O’Neal’s 50th birthday is still 3 ½ years away, but he already had some inspiration to last him until then. Augusta’s Scott Parel, a career journeyman who spent most of his career toiling in obscurity on the Web.com Tour, much of it along side O’Neal, has emerged as one of top Champions Tour players the past year or two.
“What Scott has done out there is inspiring,” O’Neal observed. “It’s helped keep my hopes up, because if he can do it, I can do it. I definitely think about that.”
At the same time, O’Neal recognizes “I still have a little bit of time left before I turn 50.”

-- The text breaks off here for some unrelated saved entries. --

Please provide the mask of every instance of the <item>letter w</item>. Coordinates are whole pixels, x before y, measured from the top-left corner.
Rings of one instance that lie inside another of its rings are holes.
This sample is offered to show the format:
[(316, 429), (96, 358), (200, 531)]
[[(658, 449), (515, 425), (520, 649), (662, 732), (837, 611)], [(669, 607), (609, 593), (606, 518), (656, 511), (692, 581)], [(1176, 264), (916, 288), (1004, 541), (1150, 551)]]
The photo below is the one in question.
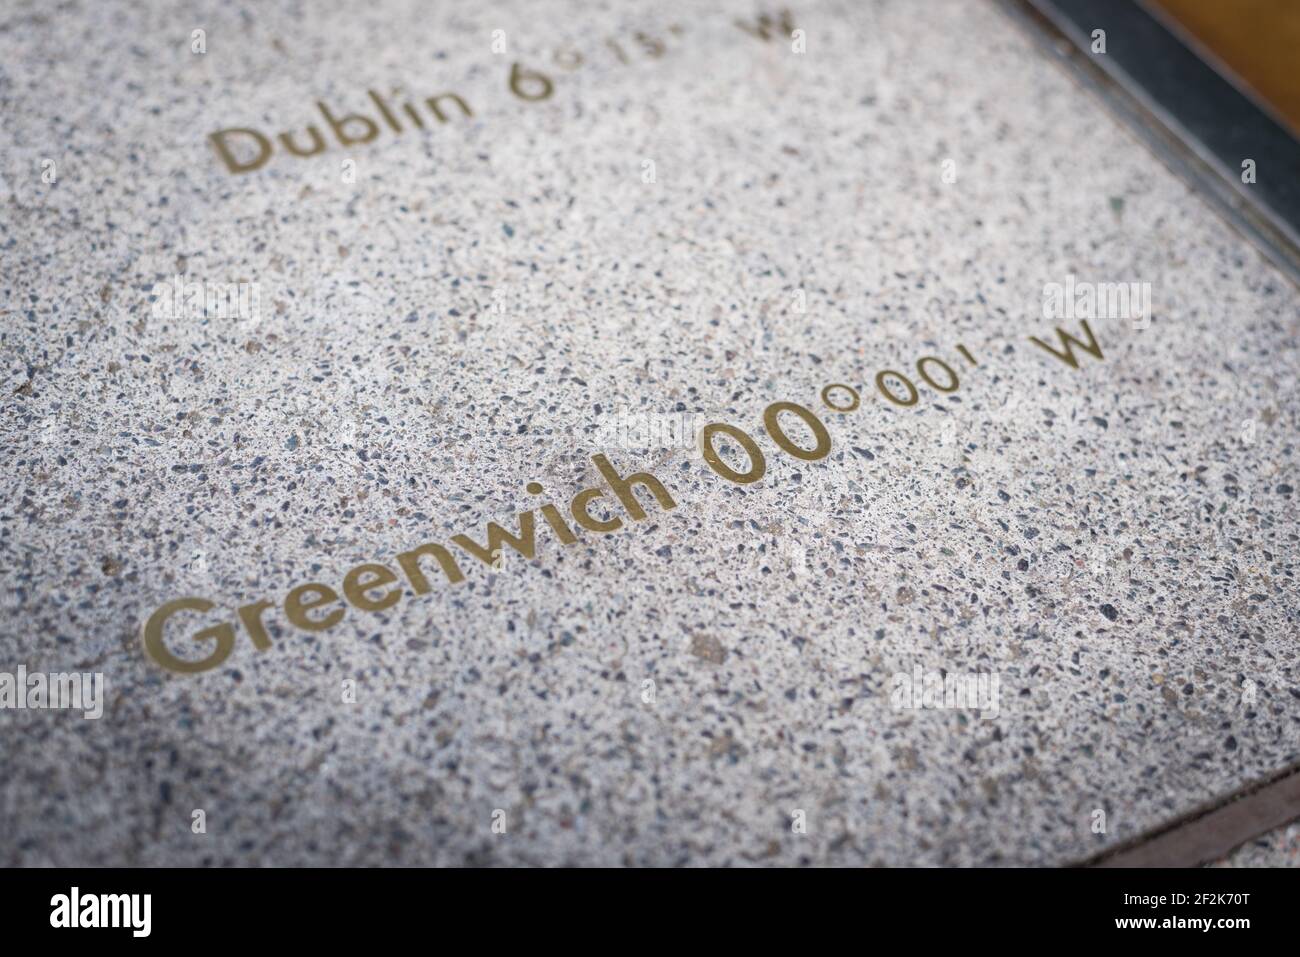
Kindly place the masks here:
[[(739, 20), (739, 19), (736, 20), (736, 26), (740, 27), (740, 29), (744, 30), (746, 33), (750, 34), (751, 36), (758, 37), (764, 43), (766, 43), (768, 40), (772, 39), (772, 37), (776, 35), (773, 31), (773, 28), (776, 26), (776, 23), (772, 19), (772, 17), (770, 17), (766, 13), (760, 13), (758, 15), (757, 26), (751, 25), (749, 23), (746, 23), (744, 20)], [(781, 10), (781, 29), (784, 31), (785, 36), (789, 36), (791, 33), (794, 32), (794, 22), (790, 19), (789, 10), (785, 10), (785, 9)]]
[(511, 535), (496, 522), (488, 522), (487, 548), (484, 548), (468, 535), (453, 535), (451, 540), (479, 561), (486, 562), (489, 565), (501, 553), (502, 545), (509, 545), (520, 555), (523, 555), (524, 558), (532, 558), (537, 550), (536, 539), (533, 536), (533, 525), (533, 513), (529, 511), (519, 516), (518, 538)]
[(1056, 330), (1056, 335), (1060, 338), (1061, 347), (1064, 351), (1057, 352), (1055, 349), (1049, 346), (1042, 339), (1039, 339), (1037, 336), (1030, 336), (1029, 341), (1032, 342), (1034, 345), (1039, 346), (1040, 348), (1046, 349), (1052, 355), (1056, 356), (1056, 358), (1060, 359), (1062, 362), (1068, 365), (1071, 369), (1077, 369), (1079, 368), (1079, 360), (1074, 355), (1074, 349), (1073, 349), (1074, 346), (1078, 346), (1080, 349), (1088, 353), (1088, 355), (1090, 356), (1094, 356), (1095, 358), (1098, 359), (1103, 358), (1101, 354), (1101, 346), (1097, 345), (1097, 337), (1092, 334), (1092, 329), (1088, 325), (1088, 320), (1080, 319), (1079, 325), (1083, 326), (1083, 331), (1088, 334), (1087, 345), (1084, 345), (1082, 341), (1074, 338), (1074, 336), (1070, 335), (1068, 332), (1063, 332), (1059, 328)]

Last year, O’Neal passed on Web.com Q-school to take a shot at qualifying for the European Tour. Having to adjust to colder weather and a different time zone did not make O’Neal’s task any easier, and even though he admitted he “did not play that well,” O’Neal missed advancing by only two shots, and has not ruled out giving it another shot.
O’Neal has some experience playing overseas, both early in his career and more recently in South America. He played the Asian Tour and won a tournament in Morocco during a brief trip to compete on a European developmental tour, and won tournaments in Colombia and Chile in 2013 and the Dominican Republic in 2016 during his successful stint on the LatinoAmerica Tour.
“I enjoy traveling, but then again, I don’t,” O’Neal said. “The long flights are not too bad, but going through customs gets old. But at the end of the day, I’m fortunate to be able to play golf for a living.”
O’Neal is a lifelong Savannah resident and he and his wife Melody have two children ages 17 and 12. He plays out of Savannah Quarters.